Fionola's viewpoint wasn't particularly controversial, or so you'd have thought. She did express it in her usual forthright terms, which, of course, is her right.
Tragically, this year's race saw the death of English rider Simon Andrews, which put the spotlight on Fionola's column for some people.
Personally, I rather disagree with Fionola on banning road-racing. I cherish the great Northern Irish tradition and admire the riders' courage and skill.
The images of Joey Dunlop, the Armoy Armada and all those other heroes will live on in our psyche for ever.
And there's something beguilingly modest about our riders: there's never the brashness and self-promotion of, say, football, boxing or snooker. There are risks, of course, but they are well-managed.
That said, the death toll has been close to horrific. At least 16 riders have died on that famous near-triangular street circuit between Portstewart, Coleraine and Portrush, which is one of the fastest in the world, with speeds in excess of 200mph.
There are probably around a dozen countries, almost all in Europe, with serious organised road-racing; pretty much everywhere else, the racing takes place on tracks.
Fionola argued that road-racing is simply too dangerous and the glamour is misplaced. Hardly radical stuff – road-racing was once common internationally – but it led to a fairly ferocious reaction.
There were a few supportive voices, but most were completely and implacably opposed, much of it in highly emotive language.
"I have never read such an opinionated, uninformed and utterly ridiculous article in my life," was one not-untypical comment.
Another wrote: "I think we should ban news articles that are so badly written they look like essays I used to do on the bus to school."
A more measured commentator asked: "Yes, there are injuries and sometimes fatalities. But would it not be true to say that in the equestrian sports there are more?"
There was also talk of a boycott of the Belfast Telegraph for being the vehicle that dared to carry such heretical views.
Fionola was wheeled out on radio talk shows to justify herself, even being put up against famous road-racers to defend herself.
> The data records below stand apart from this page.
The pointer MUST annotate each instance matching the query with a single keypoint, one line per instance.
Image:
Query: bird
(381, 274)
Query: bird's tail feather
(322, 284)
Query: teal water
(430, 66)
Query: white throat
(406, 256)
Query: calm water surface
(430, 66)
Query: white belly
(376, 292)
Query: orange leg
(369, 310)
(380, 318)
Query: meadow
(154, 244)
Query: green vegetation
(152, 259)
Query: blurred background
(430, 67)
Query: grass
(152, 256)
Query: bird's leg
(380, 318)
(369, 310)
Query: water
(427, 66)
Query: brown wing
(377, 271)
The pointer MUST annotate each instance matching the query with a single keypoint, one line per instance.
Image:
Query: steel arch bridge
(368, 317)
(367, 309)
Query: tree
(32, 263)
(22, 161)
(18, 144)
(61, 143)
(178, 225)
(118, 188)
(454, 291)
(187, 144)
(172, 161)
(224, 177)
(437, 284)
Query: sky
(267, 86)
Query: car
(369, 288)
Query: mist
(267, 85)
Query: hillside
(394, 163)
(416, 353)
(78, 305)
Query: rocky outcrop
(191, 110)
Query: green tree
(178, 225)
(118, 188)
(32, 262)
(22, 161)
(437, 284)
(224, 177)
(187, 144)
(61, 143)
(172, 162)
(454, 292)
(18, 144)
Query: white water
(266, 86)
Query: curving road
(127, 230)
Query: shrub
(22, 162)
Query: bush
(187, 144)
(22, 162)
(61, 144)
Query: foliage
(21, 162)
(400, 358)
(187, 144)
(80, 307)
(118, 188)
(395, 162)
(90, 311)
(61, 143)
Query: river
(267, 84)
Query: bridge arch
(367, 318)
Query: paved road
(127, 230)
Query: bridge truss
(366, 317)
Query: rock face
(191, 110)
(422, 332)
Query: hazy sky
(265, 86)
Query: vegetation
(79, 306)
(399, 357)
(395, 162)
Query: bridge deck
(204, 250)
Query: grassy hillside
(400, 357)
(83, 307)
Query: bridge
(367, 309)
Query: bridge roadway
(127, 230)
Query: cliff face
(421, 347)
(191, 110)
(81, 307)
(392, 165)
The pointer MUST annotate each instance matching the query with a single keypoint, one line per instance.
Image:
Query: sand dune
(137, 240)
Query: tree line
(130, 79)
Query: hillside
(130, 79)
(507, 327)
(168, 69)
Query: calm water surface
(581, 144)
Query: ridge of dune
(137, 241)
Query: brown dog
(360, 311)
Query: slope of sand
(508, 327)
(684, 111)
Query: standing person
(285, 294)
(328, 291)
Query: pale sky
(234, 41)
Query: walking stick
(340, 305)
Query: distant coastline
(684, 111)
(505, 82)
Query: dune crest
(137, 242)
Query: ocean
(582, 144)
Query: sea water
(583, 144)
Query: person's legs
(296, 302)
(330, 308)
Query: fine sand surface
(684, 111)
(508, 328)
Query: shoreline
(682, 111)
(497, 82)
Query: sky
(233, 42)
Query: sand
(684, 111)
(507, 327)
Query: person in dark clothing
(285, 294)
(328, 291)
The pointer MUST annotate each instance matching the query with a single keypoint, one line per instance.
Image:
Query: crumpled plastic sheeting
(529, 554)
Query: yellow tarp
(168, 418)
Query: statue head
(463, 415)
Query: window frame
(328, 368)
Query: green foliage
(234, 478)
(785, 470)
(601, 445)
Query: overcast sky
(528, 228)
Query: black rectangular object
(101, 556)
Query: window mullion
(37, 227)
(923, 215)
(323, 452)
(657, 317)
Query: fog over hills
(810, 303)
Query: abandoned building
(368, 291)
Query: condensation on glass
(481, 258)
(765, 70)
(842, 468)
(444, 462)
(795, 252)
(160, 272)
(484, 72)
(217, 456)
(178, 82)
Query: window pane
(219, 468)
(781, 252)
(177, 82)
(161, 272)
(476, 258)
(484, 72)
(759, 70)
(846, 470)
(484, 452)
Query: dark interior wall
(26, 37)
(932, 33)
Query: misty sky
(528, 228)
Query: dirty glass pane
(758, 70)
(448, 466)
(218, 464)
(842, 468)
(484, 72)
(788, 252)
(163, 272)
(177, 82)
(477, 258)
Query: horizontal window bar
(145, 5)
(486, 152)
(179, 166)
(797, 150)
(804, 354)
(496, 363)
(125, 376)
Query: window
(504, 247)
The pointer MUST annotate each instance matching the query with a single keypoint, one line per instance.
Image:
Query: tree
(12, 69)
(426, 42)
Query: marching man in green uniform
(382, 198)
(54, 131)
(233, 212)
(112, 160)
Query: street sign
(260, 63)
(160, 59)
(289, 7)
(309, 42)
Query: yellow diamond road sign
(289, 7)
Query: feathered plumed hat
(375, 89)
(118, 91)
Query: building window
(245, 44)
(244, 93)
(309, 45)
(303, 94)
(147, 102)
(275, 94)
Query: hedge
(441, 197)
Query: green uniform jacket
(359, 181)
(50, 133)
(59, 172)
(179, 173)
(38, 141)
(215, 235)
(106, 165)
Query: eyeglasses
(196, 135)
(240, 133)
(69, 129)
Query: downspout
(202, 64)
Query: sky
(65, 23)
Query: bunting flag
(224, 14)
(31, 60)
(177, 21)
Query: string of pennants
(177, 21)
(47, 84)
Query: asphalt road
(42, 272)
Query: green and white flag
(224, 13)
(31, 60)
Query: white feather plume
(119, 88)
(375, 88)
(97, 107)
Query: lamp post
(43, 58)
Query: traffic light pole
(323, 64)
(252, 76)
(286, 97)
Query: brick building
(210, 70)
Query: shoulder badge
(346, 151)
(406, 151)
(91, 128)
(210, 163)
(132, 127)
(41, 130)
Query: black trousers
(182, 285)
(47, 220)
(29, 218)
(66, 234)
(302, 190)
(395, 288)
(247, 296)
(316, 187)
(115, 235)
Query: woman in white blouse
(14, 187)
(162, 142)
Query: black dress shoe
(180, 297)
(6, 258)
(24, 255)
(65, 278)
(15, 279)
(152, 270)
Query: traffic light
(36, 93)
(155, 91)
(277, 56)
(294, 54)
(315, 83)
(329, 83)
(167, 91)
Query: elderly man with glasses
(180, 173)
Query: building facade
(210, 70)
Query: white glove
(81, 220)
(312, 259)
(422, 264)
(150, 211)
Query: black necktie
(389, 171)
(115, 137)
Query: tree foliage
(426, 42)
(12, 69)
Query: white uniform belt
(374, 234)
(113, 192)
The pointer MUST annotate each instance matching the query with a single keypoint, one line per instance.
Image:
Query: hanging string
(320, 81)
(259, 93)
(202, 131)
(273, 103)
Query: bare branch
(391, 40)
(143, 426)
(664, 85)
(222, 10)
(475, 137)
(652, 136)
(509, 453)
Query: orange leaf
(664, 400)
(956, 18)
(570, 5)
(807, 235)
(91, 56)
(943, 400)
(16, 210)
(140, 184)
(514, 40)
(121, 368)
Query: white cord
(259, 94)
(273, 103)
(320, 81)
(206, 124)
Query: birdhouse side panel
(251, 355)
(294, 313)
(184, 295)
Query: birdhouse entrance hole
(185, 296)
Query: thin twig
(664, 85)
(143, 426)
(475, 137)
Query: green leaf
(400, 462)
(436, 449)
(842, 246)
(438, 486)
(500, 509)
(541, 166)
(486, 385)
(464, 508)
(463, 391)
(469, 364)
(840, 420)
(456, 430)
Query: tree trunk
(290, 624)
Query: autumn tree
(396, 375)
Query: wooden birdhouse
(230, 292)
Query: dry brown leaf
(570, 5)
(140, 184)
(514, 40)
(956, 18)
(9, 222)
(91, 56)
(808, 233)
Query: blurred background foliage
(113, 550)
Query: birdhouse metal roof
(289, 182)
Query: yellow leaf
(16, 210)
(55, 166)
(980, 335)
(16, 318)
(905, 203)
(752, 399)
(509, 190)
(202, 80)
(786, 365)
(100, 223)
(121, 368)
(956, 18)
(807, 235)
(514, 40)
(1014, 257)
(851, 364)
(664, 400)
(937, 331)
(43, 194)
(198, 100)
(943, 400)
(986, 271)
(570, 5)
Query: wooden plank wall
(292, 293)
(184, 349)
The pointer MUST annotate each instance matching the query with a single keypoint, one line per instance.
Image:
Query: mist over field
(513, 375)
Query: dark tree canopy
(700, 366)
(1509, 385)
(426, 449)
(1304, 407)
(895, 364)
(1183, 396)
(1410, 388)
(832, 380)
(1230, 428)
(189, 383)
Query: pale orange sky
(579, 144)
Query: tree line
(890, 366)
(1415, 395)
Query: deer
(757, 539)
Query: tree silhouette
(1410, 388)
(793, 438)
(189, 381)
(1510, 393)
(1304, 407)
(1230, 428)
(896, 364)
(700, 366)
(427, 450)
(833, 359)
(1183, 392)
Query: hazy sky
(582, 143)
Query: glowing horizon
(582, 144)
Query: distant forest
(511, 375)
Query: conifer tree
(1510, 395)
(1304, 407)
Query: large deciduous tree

The thing is, her views are hardly radical. Some of her points seemed a bit low, but the overall thrust was entirely logical, if emotively couched (which, admittedly, did annoy many people).
Why she was pilloried for promoting what is deemed common sense elsewhere shows a certain, well, irrationality.
Yes, her language was strong. Yes, it came after a rider was critically injured. Yes, emotions were high.
But surely that is the correct time to have a debate? Is the white heat of the moment not the time to highlight the tragic toll?
And is the chance of achieving change not best immediately after tragedies, when people can harness emotional energy and urgency?
The attacks on Fionola were all strident; many were reasoned, some bordered on the irrational.
But she's a columnist who puts her views into the public domain and she knows she has to take what comes back to her. No problem there.
Sometimes, however, the emotional reaction to dissenting viewpoints can develop into a group over-reaction these days.
People rush to boycotts, use online 'flaming', or bullying, or join internet lobby campaigns to ban stuff too readily, in my opinion.
We should be encouraging intense debate and a plethora of viewpoints, not trying to drown out voices we disagree with.